# Tankmates for Red Devils



## Dbullybreed (Mar 7, 2006)

I just recently bought 2 red devil I think a male and female Im not sure and 2 convicts I wondering what all can be in the tank with the fish. Will the convicts last their all still small not even an inch so do you think that this will work out.


----------



## sambi7878 (Dec 23, 2005)

Whats ur tank size? Red devil max size: male:12 inches, female: 9-10 inches. Convicts max size: male: 7 inches, female: 5 inches. Both cichlids are really aggressive and they both need a really big area for swimming. For now, when they are still small will not be a problem. But when they mature, youll surely see some aggressiveness. Unless you really have a very big tank for the 4 of them, less of a problem.

IMO, Red Devils are really solitary cichlids and they will really be ok alone or in pair. In addition, Red Devils dont do well with other tank mates specially long tailed fish. :fish:


----------



## ron v (Feb 24, 2005)

Yes, that group will do well together in an 8 foot long
, 200 gal. plus tank.


----------



## Cichlid Man (Jan 19, 2005)

ron v said:


> Yes, that group will do well together in an 8 foot long
> , 200 gal. plus tank.


8 foot tank? I'll like to see someone keep four fish in an eight foot tank. Usually they'll cram up the thing with all sorts.lol
What's your tank size?
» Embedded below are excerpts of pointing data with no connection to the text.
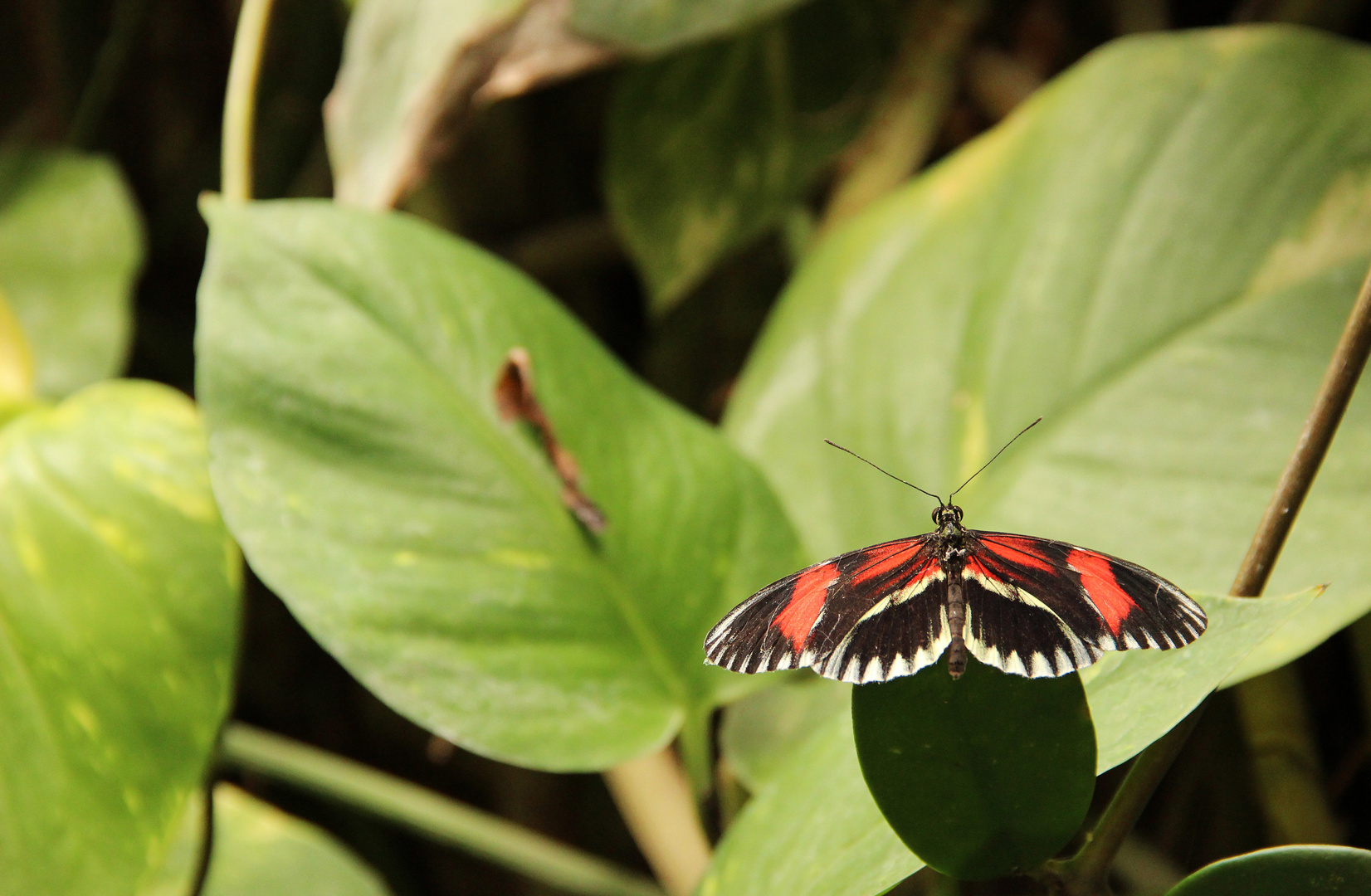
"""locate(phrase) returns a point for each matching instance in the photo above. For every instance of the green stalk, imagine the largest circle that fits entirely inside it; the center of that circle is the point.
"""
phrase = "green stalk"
(240, 100)
(428, 814)
(910, 110)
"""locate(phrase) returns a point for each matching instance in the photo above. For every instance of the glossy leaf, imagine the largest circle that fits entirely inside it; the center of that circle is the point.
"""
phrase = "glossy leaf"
(812, 829)
(709, 147)
(653, 27)
(347, 363)
(763, 729)
(398, 67)
(1284, 872)
(71, 247)
(261, 851)
(1156, 254)
(15, 363)
(118, 620)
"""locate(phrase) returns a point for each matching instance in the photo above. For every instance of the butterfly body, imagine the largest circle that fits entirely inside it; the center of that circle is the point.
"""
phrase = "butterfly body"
(1027, 606)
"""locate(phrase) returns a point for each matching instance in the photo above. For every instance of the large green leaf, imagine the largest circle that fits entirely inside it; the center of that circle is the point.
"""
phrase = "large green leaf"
(118, 620)
(1284, 872)
(983, 776)
(261, 851)
(347, 363)
(1134, 698)
(710, 147)
(812, 829)
(399, 66)
(71, 247)
(651, 27)
(1158, 254)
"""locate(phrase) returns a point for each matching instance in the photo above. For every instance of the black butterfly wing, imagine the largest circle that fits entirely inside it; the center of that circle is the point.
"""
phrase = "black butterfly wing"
(866, 616)
(1042, 609)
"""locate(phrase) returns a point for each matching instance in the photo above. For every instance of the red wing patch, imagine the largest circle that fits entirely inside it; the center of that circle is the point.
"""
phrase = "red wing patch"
(807, 601)
(881, 603)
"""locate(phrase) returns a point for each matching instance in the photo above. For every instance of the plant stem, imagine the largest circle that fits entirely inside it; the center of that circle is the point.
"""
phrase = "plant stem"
(1083, 874)
(1285, 759)
(206, 856)
(240, 100)
(105, 75)
(429, 814)
(654, 796)
(910, 109)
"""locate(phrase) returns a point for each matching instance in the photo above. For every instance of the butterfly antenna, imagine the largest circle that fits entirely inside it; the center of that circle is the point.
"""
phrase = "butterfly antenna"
(993, 460)
(890, 475)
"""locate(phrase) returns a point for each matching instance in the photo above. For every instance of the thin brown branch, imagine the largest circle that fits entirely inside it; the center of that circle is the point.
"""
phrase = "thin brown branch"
(1349, 358)
(1285, 759)
(1083, 874)
(515, 401)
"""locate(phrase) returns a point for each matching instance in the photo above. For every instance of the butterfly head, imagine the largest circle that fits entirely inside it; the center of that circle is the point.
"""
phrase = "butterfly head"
(948, 515)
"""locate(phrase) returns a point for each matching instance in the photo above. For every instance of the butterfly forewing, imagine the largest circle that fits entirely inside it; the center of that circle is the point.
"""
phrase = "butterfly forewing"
(866, 616)
(1032, 607)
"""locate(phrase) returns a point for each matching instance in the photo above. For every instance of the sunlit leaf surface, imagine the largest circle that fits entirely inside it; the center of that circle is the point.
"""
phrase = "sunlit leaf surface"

Red devils and convicts grow to different sizes so shouldn't really be kept together for obvious reasons, unless there is plenty of covor for the convicts.
If you want two pairs per tank, you can either have these in a 4 foot tank: convicts/salvinis/fireoumths/jade eyed/jewels/etc

or these in a 6 foot tank:

red devils/red terros/green terrors/ jaguars/ midas'/etc

Give each pair a cave to spawn in, and a retreat for the female if the male is aggressive (which the male can't access). 

All in all, adult red devils and convicts won't get get on in a tank of any size unless you provide a cave for the convicts which the red devils can't access.


----------



## ron v (Feb 24, 2005)

Red devils in a 6' tank. Good luck.


----------